Former Trump aide calls Ukraine ‘not really a country’ amid Russian military buildup at border

Former Trump trade adviser Peter Navarro has said that Ukraine is “not really a country” as Russia is increasing its troop presence on the border with the neighbouring country.

Mr Navarro said that the Russian military presence on the Ukrainian border was an attempt to test the resolve and willingness to intervene of US leaders.

“We never would be having this conversation if Trump was in the White House because, basically, peace through strength was a doctrine that was working with Russia, with North Korea, with China, with Iran and everything else,” Mr Navarro claimed while speaking on Newsmax on Thursday. “Right now, every dictator around the world is going to test Joe Biden, whether it’s Putin or whether it’s Xi Jinping.”

“With respect to the issue of Ukraine, I think a little history at least is useful,” Mr Navarro added.

“The Soviet Union back before Russia when it broke up contained all of Ukraine including Crimea. The country itself is not really a country because if you look at it, the western part of it, like it’s literally split in half, those are all Russian speakers,” he said, but quickly corrected himself.

“Excuse me, the eastern part is all Russian speakers,” he said. “The western part are all Ukrainian speakers. And it’s a country ... that’s been kind of at war with itself with their election system.”

Russia now has around 100,000 troops close to its border with Ukraine, leading to worries that an attack may come early next year. US intelligence has warned that Russia could invade its neighbour as soon as January, CBS has reported.

The Moscow bureau chief for The New York Times, Anton Troianovski, said earlier this week that US intelligence believes that Russia is “preparing for a military offensive involving an estimated 175,000 troops”.

He said that the Ukrainian military “would be utterly outgunned and outmatched”, but added while speaking on the podcast The Daily that there’s a “grim and determined mood” within the Ukrainian ranks.

“The soldiers on the border have made it clear that if it comes to it, they will be prepared to do what they can to make this as costly as possible for the other side,” he said.

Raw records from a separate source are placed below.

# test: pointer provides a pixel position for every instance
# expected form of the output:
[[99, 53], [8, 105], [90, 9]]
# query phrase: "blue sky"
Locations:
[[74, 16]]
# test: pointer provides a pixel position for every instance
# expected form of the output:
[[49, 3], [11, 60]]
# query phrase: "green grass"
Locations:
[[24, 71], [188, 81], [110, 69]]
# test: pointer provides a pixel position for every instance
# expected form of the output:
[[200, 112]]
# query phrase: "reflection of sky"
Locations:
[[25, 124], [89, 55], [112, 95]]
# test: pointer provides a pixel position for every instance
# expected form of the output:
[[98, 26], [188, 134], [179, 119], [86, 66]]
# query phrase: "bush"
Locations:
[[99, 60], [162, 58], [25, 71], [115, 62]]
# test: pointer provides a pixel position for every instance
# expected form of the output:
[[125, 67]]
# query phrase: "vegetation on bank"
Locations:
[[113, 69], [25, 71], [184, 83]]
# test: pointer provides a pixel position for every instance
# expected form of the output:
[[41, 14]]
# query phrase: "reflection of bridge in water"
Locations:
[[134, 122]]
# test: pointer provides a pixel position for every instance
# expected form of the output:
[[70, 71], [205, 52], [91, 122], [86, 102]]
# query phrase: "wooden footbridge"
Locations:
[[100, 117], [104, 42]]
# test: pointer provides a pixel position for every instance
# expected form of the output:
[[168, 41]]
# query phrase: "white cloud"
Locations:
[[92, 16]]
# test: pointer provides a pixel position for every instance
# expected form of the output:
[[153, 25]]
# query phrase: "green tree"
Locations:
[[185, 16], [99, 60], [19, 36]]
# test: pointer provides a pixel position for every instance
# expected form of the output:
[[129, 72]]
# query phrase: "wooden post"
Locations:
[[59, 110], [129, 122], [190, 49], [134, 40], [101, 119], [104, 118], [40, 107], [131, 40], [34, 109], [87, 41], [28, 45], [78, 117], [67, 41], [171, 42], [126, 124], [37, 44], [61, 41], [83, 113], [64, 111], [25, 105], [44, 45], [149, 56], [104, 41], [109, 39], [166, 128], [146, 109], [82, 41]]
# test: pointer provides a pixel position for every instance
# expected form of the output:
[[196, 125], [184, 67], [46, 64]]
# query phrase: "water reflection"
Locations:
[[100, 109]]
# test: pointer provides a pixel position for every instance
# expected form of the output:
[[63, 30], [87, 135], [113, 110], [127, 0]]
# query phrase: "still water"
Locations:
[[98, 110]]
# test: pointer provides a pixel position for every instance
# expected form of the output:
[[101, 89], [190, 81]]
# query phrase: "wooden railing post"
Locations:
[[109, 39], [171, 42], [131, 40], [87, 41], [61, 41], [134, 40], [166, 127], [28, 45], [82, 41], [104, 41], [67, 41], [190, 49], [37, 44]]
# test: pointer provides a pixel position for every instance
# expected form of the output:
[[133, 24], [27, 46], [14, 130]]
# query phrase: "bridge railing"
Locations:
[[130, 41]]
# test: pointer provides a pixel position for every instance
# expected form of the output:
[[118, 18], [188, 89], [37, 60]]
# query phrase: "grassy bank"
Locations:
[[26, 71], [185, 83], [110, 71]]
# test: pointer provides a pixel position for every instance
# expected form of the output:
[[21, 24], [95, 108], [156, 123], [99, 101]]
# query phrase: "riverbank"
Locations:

Troianovski said Russian President Vladimir Putin has been “extraordinarily fixated on the issue of Ukraine” since the fall of the Soviet Union 30 years ago.

Ukraine became independent when the Soviet Union fell, and “for people of Putin’s generation, this was an incredibly shocking and even traumatic moment,” as out of all the republics the Soviet Union lost when it was disbanded, Ukraine was “probably the one most valuable to Moscow”, the bureau chief said.

When Mr Putin came to power a decade after the fall of the Soviet Union, he tried to pull Ukraine closer to Russia. But by 2014, it became clear that he had failed when the country went through the Maidan Revolution when citizens protested after the country’s president withdrew from a deal that would have moved the country closer to the European Union and the West.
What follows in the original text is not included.